We've been experimenting with using LLMs to help identify and prioritize research for Unjournal evaluation, to work with and complement human prioritization (and learn). We now have a public prototype dashboard. It's early stage and needs refinement we have not invested a lot of compute/API credit into this.
What it does: Automatically discovers recent papers from NBER, arXiv (econ), CEPR, SSRN, Semantic Scholar, EA Forum paper links, OpenAlex, Anthropic Research and then using AI models (mostly GPT-5.4 family) against our prioritization criteria— decision relevance, prominence, timing value, and methodological potential.
Domain: economics, quantitative social science, forecasting, and policy-relevant research
Caveats: This is very preliminary and the AI recommendations are not yet well-calibrated. As of 14 Apr 2026 many of the suggestions are mediocre we're sharing it for transparency and feedback. This supplements our existing Public Database of Prioritized Research on Coda (and those papers have been folded in here too. )
Scores reflect evaluation priority (expected value of commissioning an independent review), not research quality. ATM (IIRC) the AI only sees paper metadata and abstracts, not full texts. There's also a statistics page showing the breakdown by source, cause area, and score distribution.
Probably building towards a hybrid/centaur model here, with human and AI prioritization feedback reinforcing each other. (And see "planned workflow" at the bottom.)
Feedback encouraged. You can also comment directly on the page via Hypothes.is, and we'll adapt.

I agree that something like that needs to be done. I did something similar myself for EA forum posts, but apparently people didn't like it because it didn't get any upvotes here (I don't know why).
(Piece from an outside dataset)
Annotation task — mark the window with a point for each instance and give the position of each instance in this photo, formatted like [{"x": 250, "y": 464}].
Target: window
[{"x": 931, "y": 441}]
My main question/feedback is: "EA Forum paper links" - what exactly is that? Are these EA posts that link to a paper? If so, then why not include all posts, why only papers?
"EA Forum paper links" is meant to find research papers/projects that were mentioned on the EA Forum. This tool is mainly meant for surfacing in-depth research that uses formal methods and is putting itself out there as being up to the highest methodological rigor. I mainly meant this tool as a source of research for The Unjournal to consider and evaluate.
(Of course some EA forum posts are also themselves research objects, and occasionally they are even sometimes rather detailed and technical.)
I'm not sure what your tool was doing but it does sound potentially interesting.